Oggi non esiste un solo individuo, azienda o istituzione in grado di invertire la rotta di questa crisi da solo. Ma sei d’accordo che, se più player si unissero con un obiettivo comune, potrebbero diventare un volano trainante per l’intero settore?
L’individualismo non funziona, né in crisi né in tempi di gloria. Mai come oggi è necessario creare sinergie tra produttori e operatori di tutta la filiera. Credo profondamente nella capacità dell’essere umano di reinventarsi e trovare soluzioni per uscire da qualsiasi tunnel. Anche dopo 35 anni di attività, il Concours Mondial de Bruxelles continua a mettersi in gioco, cercando nuove strategie per sostenere il mercato. Un esempio concreto è la nostra recente collaborazione con una startup francese, che utilizza l’intelligenza artificiale per generare, per ogni vino iscritto al CMB, una scheda tecnica dettagliata in cinque lingue, con una ruota degli aromi e commenti di degustazione. L’apertura di Wine Bar in Messico, Benin e Corea, con solo vini premiati, è un altro simbolo del nostro percorso: vogliamo mettere in connessione diretta i produttori con i consumatori finali.
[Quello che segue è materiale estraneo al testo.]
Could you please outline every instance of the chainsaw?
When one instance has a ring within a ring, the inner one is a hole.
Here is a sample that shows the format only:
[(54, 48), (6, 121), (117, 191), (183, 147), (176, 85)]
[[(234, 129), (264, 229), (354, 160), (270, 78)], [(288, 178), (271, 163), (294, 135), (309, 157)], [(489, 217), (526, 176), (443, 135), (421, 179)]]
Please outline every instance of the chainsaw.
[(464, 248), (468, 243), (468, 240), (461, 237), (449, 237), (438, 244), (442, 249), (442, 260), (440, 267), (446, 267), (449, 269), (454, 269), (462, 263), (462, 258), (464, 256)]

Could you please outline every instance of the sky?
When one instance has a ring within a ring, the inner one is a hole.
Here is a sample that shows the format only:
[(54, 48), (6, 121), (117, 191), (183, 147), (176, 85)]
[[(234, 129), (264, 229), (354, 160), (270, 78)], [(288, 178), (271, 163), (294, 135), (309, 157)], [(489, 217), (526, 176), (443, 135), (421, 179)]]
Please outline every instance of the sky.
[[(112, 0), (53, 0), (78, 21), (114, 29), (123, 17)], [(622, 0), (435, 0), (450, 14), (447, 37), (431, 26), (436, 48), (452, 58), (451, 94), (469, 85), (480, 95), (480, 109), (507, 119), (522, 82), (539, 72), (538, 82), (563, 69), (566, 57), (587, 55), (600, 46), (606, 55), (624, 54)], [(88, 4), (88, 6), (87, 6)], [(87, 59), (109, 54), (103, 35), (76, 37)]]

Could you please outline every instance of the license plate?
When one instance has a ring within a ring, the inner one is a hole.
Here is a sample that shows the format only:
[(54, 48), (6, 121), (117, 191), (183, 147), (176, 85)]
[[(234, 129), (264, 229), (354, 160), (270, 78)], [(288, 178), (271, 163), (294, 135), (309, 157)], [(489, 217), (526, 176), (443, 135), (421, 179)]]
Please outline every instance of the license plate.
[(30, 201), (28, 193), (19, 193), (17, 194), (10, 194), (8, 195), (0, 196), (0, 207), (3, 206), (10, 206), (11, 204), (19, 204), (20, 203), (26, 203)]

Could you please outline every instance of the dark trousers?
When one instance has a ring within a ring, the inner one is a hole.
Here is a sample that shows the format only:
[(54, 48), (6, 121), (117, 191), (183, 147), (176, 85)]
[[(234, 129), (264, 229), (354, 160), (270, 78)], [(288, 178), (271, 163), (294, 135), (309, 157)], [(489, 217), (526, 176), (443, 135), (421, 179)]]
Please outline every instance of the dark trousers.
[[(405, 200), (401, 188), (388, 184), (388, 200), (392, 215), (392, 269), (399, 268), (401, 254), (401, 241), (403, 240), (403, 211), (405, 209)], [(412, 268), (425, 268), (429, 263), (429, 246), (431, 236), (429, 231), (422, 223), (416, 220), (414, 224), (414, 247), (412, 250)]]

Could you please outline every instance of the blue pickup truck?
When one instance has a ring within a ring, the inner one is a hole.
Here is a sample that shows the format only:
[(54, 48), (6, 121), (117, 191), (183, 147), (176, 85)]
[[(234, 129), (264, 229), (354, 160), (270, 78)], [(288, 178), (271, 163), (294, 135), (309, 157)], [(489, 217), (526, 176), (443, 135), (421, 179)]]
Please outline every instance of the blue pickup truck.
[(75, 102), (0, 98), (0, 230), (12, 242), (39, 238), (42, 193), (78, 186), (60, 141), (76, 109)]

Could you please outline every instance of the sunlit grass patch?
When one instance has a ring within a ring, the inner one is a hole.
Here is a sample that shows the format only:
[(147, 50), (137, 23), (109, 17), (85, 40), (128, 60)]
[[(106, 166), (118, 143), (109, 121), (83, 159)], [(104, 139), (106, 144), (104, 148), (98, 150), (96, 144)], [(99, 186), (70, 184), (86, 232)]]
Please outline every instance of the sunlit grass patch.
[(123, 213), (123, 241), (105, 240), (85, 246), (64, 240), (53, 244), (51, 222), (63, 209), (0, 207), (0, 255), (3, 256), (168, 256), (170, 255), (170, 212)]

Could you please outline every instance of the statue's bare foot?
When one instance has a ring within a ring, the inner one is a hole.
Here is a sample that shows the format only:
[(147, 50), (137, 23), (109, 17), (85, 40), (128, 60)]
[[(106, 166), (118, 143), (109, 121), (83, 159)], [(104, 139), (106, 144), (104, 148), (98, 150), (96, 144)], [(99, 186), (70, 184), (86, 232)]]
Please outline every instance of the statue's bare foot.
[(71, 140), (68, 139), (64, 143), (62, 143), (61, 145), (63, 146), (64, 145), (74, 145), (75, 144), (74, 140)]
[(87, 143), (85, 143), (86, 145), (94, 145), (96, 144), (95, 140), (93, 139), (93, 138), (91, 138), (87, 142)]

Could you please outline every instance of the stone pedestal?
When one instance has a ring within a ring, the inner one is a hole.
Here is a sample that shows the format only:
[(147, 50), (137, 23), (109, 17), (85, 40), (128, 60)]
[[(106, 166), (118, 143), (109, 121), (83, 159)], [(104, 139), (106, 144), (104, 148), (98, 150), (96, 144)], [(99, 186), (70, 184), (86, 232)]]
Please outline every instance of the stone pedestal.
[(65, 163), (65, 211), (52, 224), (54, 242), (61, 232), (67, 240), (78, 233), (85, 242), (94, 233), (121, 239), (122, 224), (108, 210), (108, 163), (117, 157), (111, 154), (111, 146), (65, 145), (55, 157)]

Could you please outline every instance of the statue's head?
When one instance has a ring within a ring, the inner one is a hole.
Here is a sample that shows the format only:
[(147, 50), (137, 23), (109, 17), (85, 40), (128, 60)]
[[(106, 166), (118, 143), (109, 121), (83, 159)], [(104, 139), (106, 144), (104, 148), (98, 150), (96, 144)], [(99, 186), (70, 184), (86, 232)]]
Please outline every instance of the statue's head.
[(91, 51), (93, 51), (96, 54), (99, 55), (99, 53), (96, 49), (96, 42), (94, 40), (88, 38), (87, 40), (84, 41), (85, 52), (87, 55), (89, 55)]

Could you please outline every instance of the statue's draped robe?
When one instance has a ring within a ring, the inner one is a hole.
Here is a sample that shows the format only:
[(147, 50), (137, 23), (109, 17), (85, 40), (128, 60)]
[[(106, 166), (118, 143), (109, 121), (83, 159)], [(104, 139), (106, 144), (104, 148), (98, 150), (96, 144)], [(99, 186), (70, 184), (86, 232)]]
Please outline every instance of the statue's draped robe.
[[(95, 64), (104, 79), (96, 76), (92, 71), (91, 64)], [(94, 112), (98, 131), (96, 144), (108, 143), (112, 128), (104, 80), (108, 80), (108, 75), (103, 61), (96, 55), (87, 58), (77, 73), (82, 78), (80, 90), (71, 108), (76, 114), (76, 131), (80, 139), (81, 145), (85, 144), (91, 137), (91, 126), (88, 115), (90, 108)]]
Il mondo del vino non smetterà mai di evolversi, e tutti noi dobbiamo adattarci e innovare senza sosta.

Strategie per le fiere: investire con intelligenza

Il WineParis ci ha insegnato ancora una volta che partecipare a una fiera senza una strategia è una follia.

I numeri parlano chiaro:

  • 20.000 buyer e 5.300 espositori.
  • Se prendiamo per buoni tutti i buyer (pur sapendo che non tutti lo sono davvero), ogni azienda aveva a disposizione poco più di tre buyer.

Le aziende hanno fatto investimenti significativi per essere a Parigi, e se il risultato è solo tre nominativi, diventa difficile giustificare la spesa. Verona non è meno cara di Parigi, né tantomeno Prowein. Ecco perché dobbiamo organizzarci e programmare con attenzione sia ProWein in Germania che, ancora meglio, il prossimo Vinitaly. Queste occasioni devono essere molto più di una semplice presenza fieristica: dobbiamo investire risorse, energie e idee per creare un vero slancio verso nuovi mercati. Aspettando i dati da Düsseldorf, mettiamo Vinitaly in agenda con un obiettivo chiaro: rimettere il consumatore al centro, affinché torni a consumare di più e meglio.